New entrants to the same-day delivery space are cropping up, which aligns with the expected growth of the industry to $20.36 billion by 2027, according to Allied Market Research. But companies like Amazon and Instacart that perform this service and host a delivery marketplace get far more than sales revenues -- they also get all the customer data.

Tom Fiorita, founder and CEO of Point Pickup, says retailers should have a right to own that data themselves. The acquisition of GrocerKey, which brings on board the company’s front-end consumer-facing sales engine and predictive analytics, puts the data and brand recognition back in the retailer’s hands.

“If you are a customer of Instacart, you pay them a subscription, they own your buying habits, your credit cards, your data,” Fiorita told TechCrunch. “Instacart was a big thing during COVID because no one had delivery. So now retailers woke up and said, ‘Oh my god, I can’t just have an Instacart-like marketplace be selling my goods. I don’t know who my customers are, I don’t have their credit cards or data.’ And you know data runs the world now.”

Another recent, if not smaller, entrant to the space is Canadian startup Tyltgo, which operates under a similar model to what Point Pickup is now offering via GrocerKey’s technology. In both cases, the buyer goes directly onto the merchant’s platform and places the order through them, so it feels like they’re interacting with the brand they purchased from. And on Tuesday, Walmart also announced a new white-label delivery service that would allow other merchants to tap into its own delivery platform to get orders to their customers.

Fiorita founded Point Pickup in 2015 as a reaction to Amazon’s increased omnipotence with the noble, if not naïve, mission to “save local America.” Walmart and Kroger, two of the largest grocery retailers in the U.S., are Point Pickup’s top customers, alongside other nationwide retailers like Albertsons, Giant Eagle and more. But Fiorita believes the service his company is offering will be even more impactful when it starts to work its way down to the mid-sized and small- to medium-sized businesses.

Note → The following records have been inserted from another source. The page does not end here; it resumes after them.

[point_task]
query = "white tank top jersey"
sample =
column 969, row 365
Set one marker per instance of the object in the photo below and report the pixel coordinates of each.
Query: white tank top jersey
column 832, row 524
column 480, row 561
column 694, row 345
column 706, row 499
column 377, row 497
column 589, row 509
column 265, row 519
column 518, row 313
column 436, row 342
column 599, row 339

“We built this not only to survive against Amazon or Instacart, but because these small businesses need this for their survival,” Fiorita said. “These companies will no longer survive if they continue to allow other companies to sell their merchandise and to own their customer, including the data, the advertising, the CPG dollars and everything.”

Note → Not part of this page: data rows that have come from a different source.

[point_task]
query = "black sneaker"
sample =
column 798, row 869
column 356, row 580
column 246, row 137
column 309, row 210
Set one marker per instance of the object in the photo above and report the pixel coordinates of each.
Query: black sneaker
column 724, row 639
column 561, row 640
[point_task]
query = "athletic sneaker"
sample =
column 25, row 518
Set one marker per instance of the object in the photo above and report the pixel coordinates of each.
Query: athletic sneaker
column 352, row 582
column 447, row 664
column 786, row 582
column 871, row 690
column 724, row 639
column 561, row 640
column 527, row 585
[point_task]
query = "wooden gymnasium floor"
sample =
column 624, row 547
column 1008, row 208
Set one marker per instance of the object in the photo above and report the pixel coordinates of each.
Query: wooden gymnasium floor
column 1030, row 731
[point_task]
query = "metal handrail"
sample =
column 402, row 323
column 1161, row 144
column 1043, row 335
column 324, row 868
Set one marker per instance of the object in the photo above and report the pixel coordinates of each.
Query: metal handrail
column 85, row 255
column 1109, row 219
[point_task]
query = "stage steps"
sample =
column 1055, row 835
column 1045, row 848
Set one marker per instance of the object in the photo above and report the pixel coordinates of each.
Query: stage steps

Point Pickup offers deliveries of everything from grocery to general merchandise, pharmacy and oversized delivery. It has a network of 350,000 gig economy drivers across 25,000 ZIP codes in all 50 states.

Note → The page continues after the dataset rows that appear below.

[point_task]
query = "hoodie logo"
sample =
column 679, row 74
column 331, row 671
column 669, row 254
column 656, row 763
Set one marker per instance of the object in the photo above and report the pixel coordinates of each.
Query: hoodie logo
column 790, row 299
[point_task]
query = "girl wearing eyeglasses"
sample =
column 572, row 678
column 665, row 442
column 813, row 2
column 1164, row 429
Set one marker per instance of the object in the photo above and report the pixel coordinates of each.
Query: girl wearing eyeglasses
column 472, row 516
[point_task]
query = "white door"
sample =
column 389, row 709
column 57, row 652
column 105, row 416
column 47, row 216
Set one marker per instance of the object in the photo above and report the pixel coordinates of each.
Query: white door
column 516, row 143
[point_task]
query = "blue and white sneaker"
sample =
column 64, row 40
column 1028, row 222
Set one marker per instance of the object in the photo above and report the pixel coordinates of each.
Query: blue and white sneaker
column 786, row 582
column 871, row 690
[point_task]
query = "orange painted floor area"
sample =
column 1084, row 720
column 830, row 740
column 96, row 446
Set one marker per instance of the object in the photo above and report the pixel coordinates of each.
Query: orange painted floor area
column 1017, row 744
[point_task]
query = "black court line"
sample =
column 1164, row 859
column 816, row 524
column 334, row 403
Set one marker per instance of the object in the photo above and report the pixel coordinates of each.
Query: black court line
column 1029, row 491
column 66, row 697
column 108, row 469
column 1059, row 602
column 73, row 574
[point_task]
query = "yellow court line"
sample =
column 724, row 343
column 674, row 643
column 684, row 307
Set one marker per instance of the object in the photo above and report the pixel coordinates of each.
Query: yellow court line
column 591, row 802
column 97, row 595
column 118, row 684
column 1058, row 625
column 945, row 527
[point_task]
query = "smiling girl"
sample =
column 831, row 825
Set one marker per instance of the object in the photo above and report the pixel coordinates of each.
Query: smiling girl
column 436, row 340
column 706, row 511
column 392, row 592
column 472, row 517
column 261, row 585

Since the company’s network of drivers, who often pick and pack the products for the customer as well as deliver the goods, comprises all gig workers with their own vehicles, Point Pickup doesn’t have a clear picture of the percentage of its fleet that’s electric or hybrid. Fiorita speculates it’s probably on par with nationwide rates, if not higher. A recent Pew Research report found that 7% of Americans say they own an EV or hybrid.

Fiorita said that the type of car drivers own is taken into account during recruitment and that the company is looking for ways to incentivize drivers to buy less-polluting vehicles. He also said Point Pickup is a vehicle-agnostic platform, meaning it’s piloting other delivery vessels like drones and autonomous robots.

To compete with the big dogs in the space, like Amazon and Walmart, both of which are either testing or already have in place electric delivery vans, Point Pickup will have to also make efforts to beef up its strategy in the carbon emissions space.